Try to maximize your water intake during the course of the day. You can use water as a security blanket, giving you something healthy to hold and put in your mouth when cravings strike. The higher level of hydration helps flush out some nasty chemicals from your system. After you are able to overcome the intense cravings, devote your bottled water money to saving for a reward.
Consider nicotine replacement therapy to prevent feelings of agitation when you quit smoking. Gums and patches are available over-the-counter at most pharmacies and even department and grocery stores, making them readily available to help you when you need them the most. When you have managed to stop smoking cigarettes, you can gradually wean yourself from nicotine as well.
In the event that the urge to smoke melts your resolve, at least attempt to put it off as long as possible. For example, require yourself to take a long stroll before you give in and have a smoke. If nothing else, pour yourself a big iced tea and promise yourself to finish drinking it first. Perhaps the extra few minutes spent occupying your mind with something else can prevent you from smoking. Even if you do take that cigarette, you may still be reducing your total count for the day by one.

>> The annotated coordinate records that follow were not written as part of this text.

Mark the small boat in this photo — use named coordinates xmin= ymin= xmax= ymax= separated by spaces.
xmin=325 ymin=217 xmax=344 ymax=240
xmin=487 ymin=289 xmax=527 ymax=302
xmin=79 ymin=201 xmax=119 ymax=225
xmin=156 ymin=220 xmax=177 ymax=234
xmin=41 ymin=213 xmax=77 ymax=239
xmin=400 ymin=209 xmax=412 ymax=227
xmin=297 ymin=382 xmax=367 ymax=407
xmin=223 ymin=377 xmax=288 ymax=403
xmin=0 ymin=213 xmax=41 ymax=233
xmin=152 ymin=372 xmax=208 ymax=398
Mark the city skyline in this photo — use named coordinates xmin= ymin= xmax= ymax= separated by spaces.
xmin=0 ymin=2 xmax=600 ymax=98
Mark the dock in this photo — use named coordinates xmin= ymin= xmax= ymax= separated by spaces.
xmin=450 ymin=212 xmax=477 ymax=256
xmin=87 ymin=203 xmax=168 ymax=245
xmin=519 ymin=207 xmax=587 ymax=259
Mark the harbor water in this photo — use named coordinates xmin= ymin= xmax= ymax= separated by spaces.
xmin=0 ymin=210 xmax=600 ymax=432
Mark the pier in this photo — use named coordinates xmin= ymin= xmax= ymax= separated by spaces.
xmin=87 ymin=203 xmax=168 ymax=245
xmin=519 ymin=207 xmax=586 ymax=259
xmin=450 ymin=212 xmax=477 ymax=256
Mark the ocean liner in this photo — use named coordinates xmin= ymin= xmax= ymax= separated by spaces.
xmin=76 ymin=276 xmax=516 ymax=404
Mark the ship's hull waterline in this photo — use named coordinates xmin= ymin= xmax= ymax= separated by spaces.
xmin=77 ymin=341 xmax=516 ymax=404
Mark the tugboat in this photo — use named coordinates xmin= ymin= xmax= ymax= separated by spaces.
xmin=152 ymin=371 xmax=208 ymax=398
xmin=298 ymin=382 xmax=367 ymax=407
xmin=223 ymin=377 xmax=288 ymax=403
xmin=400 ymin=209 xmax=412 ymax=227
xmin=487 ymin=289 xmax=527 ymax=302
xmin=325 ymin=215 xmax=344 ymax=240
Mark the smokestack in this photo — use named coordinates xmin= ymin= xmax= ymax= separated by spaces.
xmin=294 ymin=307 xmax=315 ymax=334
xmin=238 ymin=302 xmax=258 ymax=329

Keeping a journal as you begin your journey on the path to non-smoking can be very helpful. A lot of the time, people smoke to have a feeling of relaxation or even to help calm their nerves. Keeping a diary is a far healthier way for you to work through your feelings of stress or depression. As an added bonus, it is free.
If you are ready to quit smoking, try hypnosis. Many individuals have quit successfully after working with a licensed hypnotist. The professional can entrance you and then give you positive affirmations. When you leave the hypnotist, your desire to quit smoking will stay with you.
Plan how you can deal with those stressful times. Many smokers get used to smoking when stressed. You’re more likely to not smoke, if you are scheduled to do an alternative activity. By having a plan in place, you will be able avoid the urge to smoke.
Write yourself a list of activities that will keep you busy during nicotine cravings and keep it handy. When you have a craving, keep your list with you since you may not be rational when experiencing the craving. Try activities like taking a warm bath, doing crossword puzzles, or taking a walk.
It’s hard to quit because nicotine is so addictive. It’s addictive on a physical and emotional level. Use the information found here to make things a little more manageable for yourself. With these useful tips, and your long term commitment and dedication, you can finally stop smoking, for good.